Вскоре к Орлову приехал его давний друг — другой такой же «с мастерской прозорливостью» удалённый и тоже, скажем так, «выпавший из фавора» бывший флигель-адъютант императора — генерал-майор князь Сергей Волконский. Его, при очередном переформировании войск, нежданно-негаданно и не спрашивая согласия, назначили командиром гусарской бригады. Подобное отношение генерал «почёл себе обидой» — и подал просьбу о «бессрочном отпуске за границу». До заграницы он, однако, не доехал, время провёл в основном в Одессе, после чего приехал в Киев, где и остановился у Орлова — соученика по пансиону аббата Николя, сослуживца по Кавалергардскому полку и, как выразился Волконский, «товарища боевой бивачной жизни»…
Волконский вспоминал это время и своего друга:
«У него собрался кружок образованных людей, как русских, так и поляков, и в довольном числе по случаю съезда на контракты[170], и круг даже дамского знакомства не был просто светский, а дельный. В это время у нас в России ненависть к Франции, врождённая нашими военными поражениями в войнах 1805, 1806 и 1807 годов, вовсе исчезла, кампания 12-го года и последующие 13 и 14 годов подняли наш народный дух, сблизили нас с Европой, с установлениями её, порядком управления, его народными гарантиями. Параллель с нашим государственным бытом, с ничтожеством наших народных прав, скажу, гнёта нашего государственного управления резко выказалась уму и сердцу многих и как всякая новая идея имеет коновода. Михайло Орлов по уму и сердцу был этим коноводом и действовал на просторе в Киеве, где ни предрассудки столичных закоренелых недвигателей, лиц высшего общества, ни неусыпный и рабскоусердный надзор полиции, явной и секретной, не клали помехи в широком действии и где съезд на контракты образованных людей давал случай узнавать людей и сеять семена прогресса политического»{269}.
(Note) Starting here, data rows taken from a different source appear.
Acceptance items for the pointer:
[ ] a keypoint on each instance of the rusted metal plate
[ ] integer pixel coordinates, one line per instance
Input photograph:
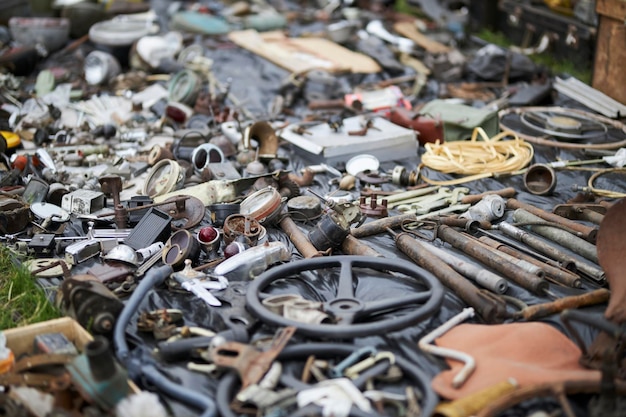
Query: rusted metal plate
(611, 249)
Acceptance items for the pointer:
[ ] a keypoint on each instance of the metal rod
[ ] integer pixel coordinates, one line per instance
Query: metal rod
(299, 239)
(523, 236)
(539, 311)
(494, 260)
(559, 275)
(353, 246)
(560, 236)
(489, 306)
(588, 233)
(483, 277)
(469, 362)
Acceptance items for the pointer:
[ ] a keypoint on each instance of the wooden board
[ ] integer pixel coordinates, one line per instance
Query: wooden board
(608, 71)
(409, 30)
(300, 55)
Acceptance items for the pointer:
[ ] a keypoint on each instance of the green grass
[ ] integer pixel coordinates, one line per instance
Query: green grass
(22, 301)
(557, 66)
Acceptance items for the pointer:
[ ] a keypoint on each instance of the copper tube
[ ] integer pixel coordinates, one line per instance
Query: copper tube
(489, 306)
(588, 233)
(494, 260)
(353, 246)
(475, 198)
(561, 276)
(299, 239)
(539, 311)
(380, 226)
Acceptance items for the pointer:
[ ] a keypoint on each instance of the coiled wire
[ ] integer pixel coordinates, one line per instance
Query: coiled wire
(478, 159)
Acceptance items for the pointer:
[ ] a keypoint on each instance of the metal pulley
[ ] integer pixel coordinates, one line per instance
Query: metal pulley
(90, 302)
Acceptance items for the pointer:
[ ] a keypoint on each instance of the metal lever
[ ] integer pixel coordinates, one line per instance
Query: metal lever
(251, 363)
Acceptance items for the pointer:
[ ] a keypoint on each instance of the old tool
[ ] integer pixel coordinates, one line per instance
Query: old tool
(298, 238)
(469, 362)
(513, 272)
(351, 316)
(579, 211)
(490, 307)
(191, 281)
(250, 363)
(559, 275)
(555, 234)
(542, 310)
(330, 231)
(482, 276)
(586, 232)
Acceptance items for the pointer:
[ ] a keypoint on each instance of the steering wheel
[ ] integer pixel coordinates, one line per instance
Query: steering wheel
(351, 316)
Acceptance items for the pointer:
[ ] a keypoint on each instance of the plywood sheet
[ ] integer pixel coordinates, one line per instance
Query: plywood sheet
(304, 54)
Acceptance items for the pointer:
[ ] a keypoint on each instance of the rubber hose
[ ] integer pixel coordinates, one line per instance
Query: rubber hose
(154, 277)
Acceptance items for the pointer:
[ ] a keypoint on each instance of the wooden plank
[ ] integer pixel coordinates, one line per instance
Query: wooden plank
(612, 8)
(409, 30)
(304, 54)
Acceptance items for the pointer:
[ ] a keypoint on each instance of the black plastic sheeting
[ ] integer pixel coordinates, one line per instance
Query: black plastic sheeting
(255, 81)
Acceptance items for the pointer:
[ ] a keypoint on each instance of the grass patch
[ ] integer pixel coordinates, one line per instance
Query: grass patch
(557, 66)
(22, 301)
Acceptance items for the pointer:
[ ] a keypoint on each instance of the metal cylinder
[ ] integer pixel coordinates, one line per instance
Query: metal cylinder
(588, 233)
(560, 236)
(511, 271)
(539, 245)
(491, 308)
(353, 246)
(298, 238)
(380, 226)
(483, 277)
(559, 275)
(327, 234)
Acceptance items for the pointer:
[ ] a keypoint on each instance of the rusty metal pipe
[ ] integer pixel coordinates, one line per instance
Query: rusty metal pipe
(482, 276)
(381, 225)
(353, 246)
(526, 266)
(298, 238)
(539, 245)
(558, 275)
(588, 233)
(494, 260)
(489, 306)
(475, 198)
(560, 236)
(542, 310)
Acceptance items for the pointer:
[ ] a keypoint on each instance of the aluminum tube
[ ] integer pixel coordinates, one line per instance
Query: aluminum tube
(298, 238)
(494, 260)
(560, 236)
(353, 246)
(588, 233)
(483, 277)
(559, 275)
(534, 242)
(490, 307)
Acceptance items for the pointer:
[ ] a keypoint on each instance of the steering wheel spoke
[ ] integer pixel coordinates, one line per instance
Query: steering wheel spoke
(352, 316)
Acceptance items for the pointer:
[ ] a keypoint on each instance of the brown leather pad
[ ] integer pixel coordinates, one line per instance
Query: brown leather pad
(531, 352)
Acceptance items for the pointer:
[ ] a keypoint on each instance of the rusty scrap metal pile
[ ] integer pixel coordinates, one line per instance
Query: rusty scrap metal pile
(317, 209)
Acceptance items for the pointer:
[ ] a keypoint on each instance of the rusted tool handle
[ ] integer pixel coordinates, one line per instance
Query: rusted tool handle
(542, 310)
(475, 198)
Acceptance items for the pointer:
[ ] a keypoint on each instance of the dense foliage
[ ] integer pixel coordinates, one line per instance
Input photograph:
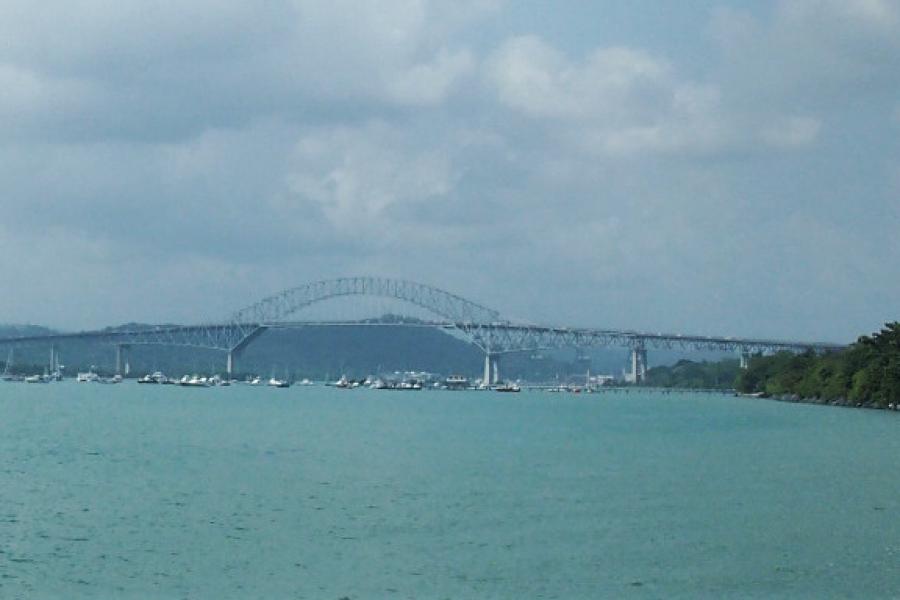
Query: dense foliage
(695, 375)
(867, 372)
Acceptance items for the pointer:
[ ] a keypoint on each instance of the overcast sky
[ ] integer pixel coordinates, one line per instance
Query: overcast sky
(716, 166)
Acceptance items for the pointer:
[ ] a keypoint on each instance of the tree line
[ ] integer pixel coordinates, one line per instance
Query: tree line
(866, 372)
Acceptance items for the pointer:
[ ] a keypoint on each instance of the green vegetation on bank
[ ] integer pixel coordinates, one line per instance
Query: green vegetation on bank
(867, 372)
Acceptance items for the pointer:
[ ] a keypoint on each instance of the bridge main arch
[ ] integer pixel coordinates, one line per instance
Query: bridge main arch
(447, 306)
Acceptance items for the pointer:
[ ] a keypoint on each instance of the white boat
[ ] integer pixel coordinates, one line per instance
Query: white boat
(193, 381)
(508, 387)
(456, 382)
(88, 377)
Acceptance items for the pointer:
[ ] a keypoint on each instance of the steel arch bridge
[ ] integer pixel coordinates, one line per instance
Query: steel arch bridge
(480, 325)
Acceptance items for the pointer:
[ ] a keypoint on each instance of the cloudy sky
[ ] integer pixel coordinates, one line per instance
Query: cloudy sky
(717, 166)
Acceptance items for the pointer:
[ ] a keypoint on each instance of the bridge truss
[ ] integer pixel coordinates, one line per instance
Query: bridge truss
(474, 322)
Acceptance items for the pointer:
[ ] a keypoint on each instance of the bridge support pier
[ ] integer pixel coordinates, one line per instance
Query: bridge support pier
(638, 362)
(121, 357)
(491, 370)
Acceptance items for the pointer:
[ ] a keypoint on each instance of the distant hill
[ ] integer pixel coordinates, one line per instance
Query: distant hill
(328, 352)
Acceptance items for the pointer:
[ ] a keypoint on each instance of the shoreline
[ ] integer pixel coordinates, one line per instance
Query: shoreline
(840, 402)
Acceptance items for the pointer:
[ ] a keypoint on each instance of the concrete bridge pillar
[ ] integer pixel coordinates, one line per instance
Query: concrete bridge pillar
(491, 370)
(121, 357)
(638, 362)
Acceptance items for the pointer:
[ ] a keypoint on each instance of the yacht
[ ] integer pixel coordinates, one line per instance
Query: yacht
(456, 382)
(88, 377)
(508, 387)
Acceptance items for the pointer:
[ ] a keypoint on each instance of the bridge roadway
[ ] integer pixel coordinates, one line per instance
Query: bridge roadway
(481, 326)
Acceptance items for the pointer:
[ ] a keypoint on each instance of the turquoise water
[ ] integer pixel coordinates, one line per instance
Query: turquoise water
(135, 491)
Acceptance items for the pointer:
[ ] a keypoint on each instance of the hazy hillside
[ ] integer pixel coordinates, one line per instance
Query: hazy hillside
(323, 352)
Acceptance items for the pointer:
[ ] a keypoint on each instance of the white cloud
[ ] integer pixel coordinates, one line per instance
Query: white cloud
(792, 132)
(359, 175)
(617, 101)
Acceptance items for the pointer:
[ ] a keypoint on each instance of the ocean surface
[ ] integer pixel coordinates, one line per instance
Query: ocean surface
(141, 491)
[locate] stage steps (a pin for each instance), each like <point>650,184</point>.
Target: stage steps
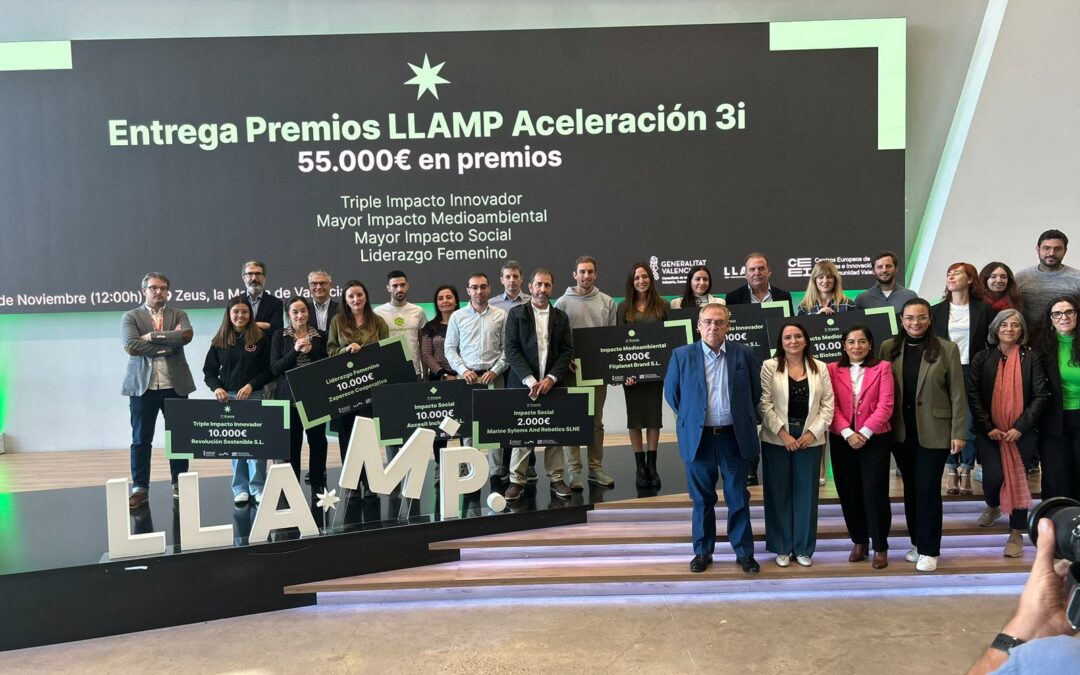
<point>626,549</point>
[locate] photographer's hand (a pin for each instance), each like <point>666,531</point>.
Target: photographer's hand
<point>1041,609</point>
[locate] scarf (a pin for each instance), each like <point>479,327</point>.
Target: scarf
<point>1006,408</point>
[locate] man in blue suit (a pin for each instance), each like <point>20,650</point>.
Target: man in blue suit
<point>713,386</point>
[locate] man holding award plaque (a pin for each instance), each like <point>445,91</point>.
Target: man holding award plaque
<point>539,348</point>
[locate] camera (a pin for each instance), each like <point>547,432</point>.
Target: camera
<point>1065,514</point>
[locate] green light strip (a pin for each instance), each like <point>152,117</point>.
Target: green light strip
<point>955,142</point>
<point>35,56</point>
<point>888,36</point>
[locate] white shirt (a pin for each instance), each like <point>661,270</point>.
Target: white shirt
<point>474,340</point>
<point>321,313</point>
<point>405,320</point>
<point>959,328</point>
<point>540,316</point>
<point>856,387</point>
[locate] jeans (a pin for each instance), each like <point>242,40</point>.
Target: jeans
<point>144,413</point>
<point>716,456</point>
<point>791,497</point>
<point>921,471</point>
<point>248,475</point>
<point>964,458</point>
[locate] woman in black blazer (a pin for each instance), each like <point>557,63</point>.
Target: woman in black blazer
<point>1006,423</point>
<point>964,319</point>
<point>238,366</point>
<point>293,347</point>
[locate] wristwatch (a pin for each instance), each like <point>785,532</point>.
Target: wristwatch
<point>1004,643</point>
Из сказанного можно сделать вывод, что Орлов, не будучи официальным членом тайного общества, весьма активно участвовал в общественной или даже политической жизни.
Далее Волконский пишет:
«Я взошёл в кружок людей мыслящих, что жизнь и дела их не ограничиваются шарканьем и пустопорожней жизнью петербургских гостиных и шагистикой военной гарнизонной жизни, и что жизнь и дела их посвящены должны быть пользе родины и гражданским преобразованиям, поставляющим Россию на уровень гражданского быта, введённого в Европе в тех государствах, где начало было не власть деспотов, но права человека и народов…»{270}
Всё это так, да только куда было деться Орлову от той самой «шагистики военной гарнизонной жизни», коли он продолжал служить и рассчитывал на какое-то продвижение по службе? Вернее, не на «какое-то», а на такое, что соответствовало бы его уровню, опыту и заслугам!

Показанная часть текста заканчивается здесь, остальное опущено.